Sur ces entrefaites, Julian, la tête haute, pénétrait dans le cabinet de mon mari, qui lui présenta des cigares, fort embarrassé. Julian remercia, puis il entra hardiment en campagne, selon son habitude.

— Quelles raisons vous ai-je données pour me défendre votre maison ? commença-t-il.

— Mais, cher ami, cela ne me vient pas à l’idée, affirma Kossow en le poussant dans un fauteuil.

— Je n’ai rien fait de déshonnête, à ce que je sache, continua Julian. J’aime votre femme. Oui, c’est vrai ; mais ce n’est pas un crime. Votre femme m’aime, c’est vrai encore. Mais elle m’a souvent assuré que vous la maltraitez, la négligez, l’humiliez par tous les moyens imaginables. Vous l’abandonnez au milieu de toutes les tentations qui l’entourent.

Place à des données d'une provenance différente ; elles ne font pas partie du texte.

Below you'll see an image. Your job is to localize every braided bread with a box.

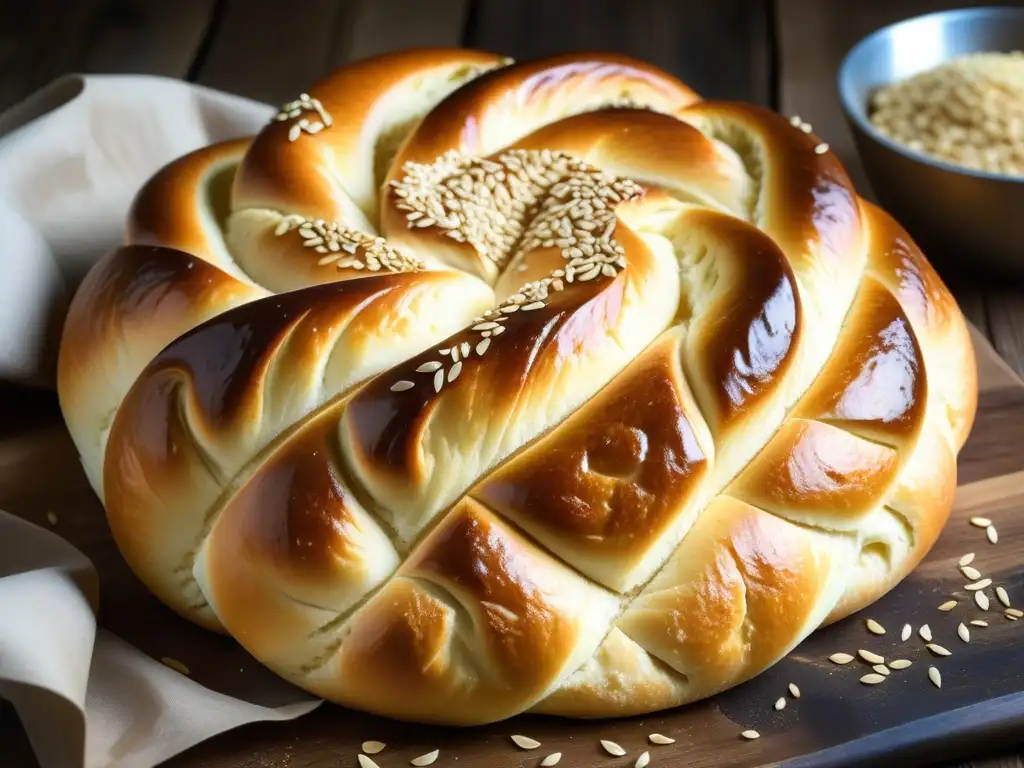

[59,50,977,724]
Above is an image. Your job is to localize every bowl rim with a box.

[836,5,1024,184]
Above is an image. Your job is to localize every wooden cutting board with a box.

[0,327,1024,768]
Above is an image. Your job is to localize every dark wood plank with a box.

[0,0,214,110]
[194,0,468,103]
[466,0,772,104]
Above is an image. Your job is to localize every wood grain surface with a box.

[0,0,1024,768]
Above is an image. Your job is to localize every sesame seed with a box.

[409,750,440,766]
[601,738,626,758]
[857,649,886,664]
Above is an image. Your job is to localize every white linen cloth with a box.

[0,76,318,768]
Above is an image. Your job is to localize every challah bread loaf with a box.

[60,50,977,724]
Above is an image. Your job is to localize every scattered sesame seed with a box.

[160,656,191,675]
[857,649,886,664]
[601,738,626,758]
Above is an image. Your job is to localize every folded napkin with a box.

[0,76,318,768]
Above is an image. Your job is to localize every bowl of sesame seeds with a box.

[838,6,1024,276]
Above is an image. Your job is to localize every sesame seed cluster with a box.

[870,51,1024,176]
[273,214,423,272]
[391,150,640,274]
[391,150,643,392]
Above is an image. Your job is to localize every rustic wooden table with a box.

[0,0,1024,768]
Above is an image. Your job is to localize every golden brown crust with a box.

[59,50,977,724]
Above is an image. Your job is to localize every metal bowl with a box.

[839,7,1024,276]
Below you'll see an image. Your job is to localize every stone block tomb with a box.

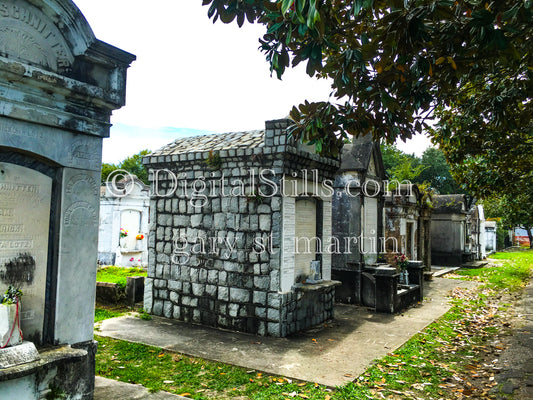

[144,120,339,337]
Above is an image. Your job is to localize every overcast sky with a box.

[74,0,429,162]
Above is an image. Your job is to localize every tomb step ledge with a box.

[293,281,342,292]
[0,345,88,382]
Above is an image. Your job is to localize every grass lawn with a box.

[96,251,533,400]
[96,266,147,288]
[94,305,131,323]
[455,249,533,291]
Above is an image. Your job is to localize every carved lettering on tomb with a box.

[0,163,52,342]
[63,201,98,226]
[0,0,74,72]
[65,174,100,196]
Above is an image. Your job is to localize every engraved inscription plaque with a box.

[0,0,73,71]
[0,163,52,342]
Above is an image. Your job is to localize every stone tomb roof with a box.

[150,130,265,157]
[433,194,468,214]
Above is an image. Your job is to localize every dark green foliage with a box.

[381,144,465,194]
[203,0,533,204]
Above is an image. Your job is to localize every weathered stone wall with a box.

[144,120,338,336]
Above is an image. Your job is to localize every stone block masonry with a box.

[144,120,338,336]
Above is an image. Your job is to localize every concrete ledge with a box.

[294,281,342,292]
[0,346,88,382]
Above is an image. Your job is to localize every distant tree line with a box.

[101,150,151,185]
[381,144,466,194]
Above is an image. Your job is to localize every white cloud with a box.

[75,0,430,160]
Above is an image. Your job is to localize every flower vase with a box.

[400,270,409,285]
[0,302,22,347]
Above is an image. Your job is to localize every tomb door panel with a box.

[0,163,52,343]
[120,210,141,249]
[294,199,317,282]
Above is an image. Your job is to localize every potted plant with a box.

[394,253,409,285]
[120,228,128,248]
[0,285,23,349]
[135,233,144,250]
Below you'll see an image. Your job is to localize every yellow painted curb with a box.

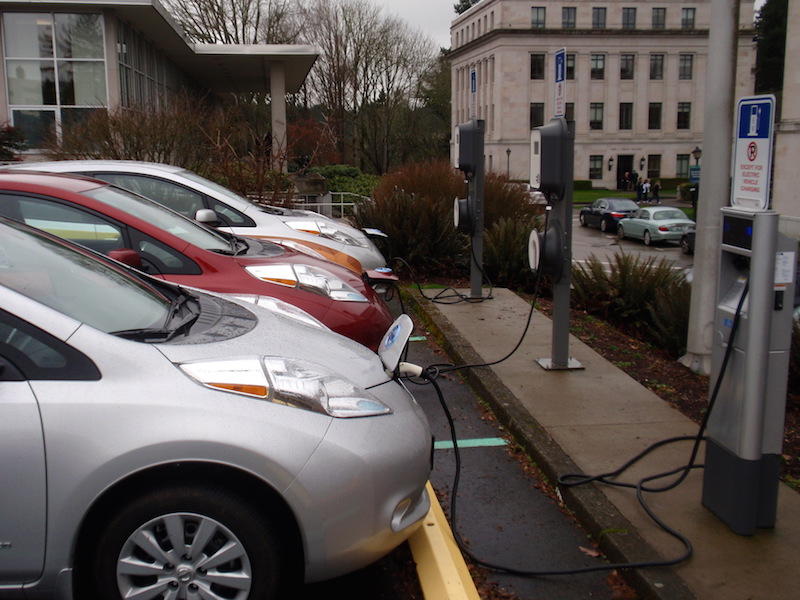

[408,482,480,600]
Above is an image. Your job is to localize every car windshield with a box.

[653,208,689,221]
[0,221,171,333]
[83,185,231,253]
[180,171,253,209]
[610,200,639,210]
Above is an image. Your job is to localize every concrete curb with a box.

[401,290,696,600]
[408,482,480,600]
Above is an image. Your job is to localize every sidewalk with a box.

[412,289,800,600]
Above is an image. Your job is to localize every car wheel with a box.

[87,485,283,600]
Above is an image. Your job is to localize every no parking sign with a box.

[731,94,775,211]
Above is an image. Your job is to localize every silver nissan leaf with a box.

[0,219,431,600]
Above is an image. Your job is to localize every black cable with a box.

[422,279,750,577]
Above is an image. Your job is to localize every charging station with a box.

[453,119,486,299]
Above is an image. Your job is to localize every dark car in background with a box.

[578,198,639,233]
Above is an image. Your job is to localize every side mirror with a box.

[108,248,142,269]
[194,208,220,226]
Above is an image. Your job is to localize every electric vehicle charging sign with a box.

[731,94,775,211]
[553,48,567,117]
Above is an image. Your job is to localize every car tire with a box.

[85,484,285,600]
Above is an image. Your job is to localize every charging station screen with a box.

[722,215,753,250]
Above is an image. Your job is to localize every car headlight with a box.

[284,221,369,248]
[245,264,369,302]
[178,356,392,419]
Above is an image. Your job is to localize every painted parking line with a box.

[433,438,508,450]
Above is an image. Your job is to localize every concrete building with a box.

[450,0,755,189]
[0,0,318,169]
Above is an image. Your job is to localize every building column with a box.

[269,62,289,173]
[772,2,800,239]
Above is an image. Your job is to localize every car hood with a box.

[155,294,388,387]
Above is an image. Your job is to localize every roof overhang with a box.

[0,0,319,93]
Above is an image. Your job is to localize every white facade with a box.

[451,0,755,188]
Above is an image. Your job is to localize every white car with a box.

[6,160,386,274]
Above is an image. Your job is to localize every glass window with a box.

[650,54,664,79]
[589,102,603,129]
[675,154,689,177]
[681,8,695,29]
[561,6,576,29]
[677,102,692,129]
[531,6,546,29]
[589,154,603,179]
[590,54,606,79]
[619,54,636,79]
[653,8,667,29]
[530,102,544,129]
[619,102,633,129]
[678,54,694,79]
[566,54,575,79]
[647,154,661,179]
[622,8,636,29]
[531,54,544,79]
[592,7,606,29]
[647,102,661,129]
[95,173,205,219]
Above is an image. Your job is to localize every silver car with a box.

[4,160,386,273]
[0,219,431,600]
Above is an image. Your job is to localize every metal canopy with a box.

[0,0,319,93]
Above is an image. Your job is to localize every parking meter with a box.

[702,207,797,535]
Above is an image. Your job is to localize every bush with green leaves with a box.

[572,252,691,357]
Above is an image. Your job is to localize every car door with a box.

[0,310,48,586]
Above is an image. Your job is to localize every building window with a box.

[531,6,546,29]
[561,6,576,29]
[589,102,603,129]
[675,154,689,177]
[647,154,661,179]
[531,54,544,79]
[647,102,661,129]
[589,154,603,179]
[653,8,667,29]
[591,54,606,79]
[650,54,664,79]
[678,54,694,79]
[566,54,575,79]
[622,8,636,29]
[531,102,544,129]
[681,8,695,29]
[3,13,107,148]
[619,54,636,79]
[592,7,606,29]
[619,102,633,129]
[677,102,692,129]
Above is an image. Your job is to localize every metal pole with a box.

[681,0,739,375]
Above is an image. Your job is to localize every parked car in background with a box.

Elle m’a dit qu’elle ne vous a jamais aimé. Votre conduite à son égard la délie absolument de ses devoirs envers vous. Votre femme m’appartient devant Dieu, sinon aux yeux des hommes, c’est encore vrai, mais je ne suis pas son séducteur.

Mon mari se prit la tête.

— C’est très joli, très joli ! s’écria-t-il d’un air abattu, et vous dites ?… Vous n’êtes pas son séducteur ! Ah ! j’y suis… le comte… Eh bien ! que voulez-vous maintenant ? Vous voulez me prendre ma femme, enlever leur mère à mes enfants ? Non.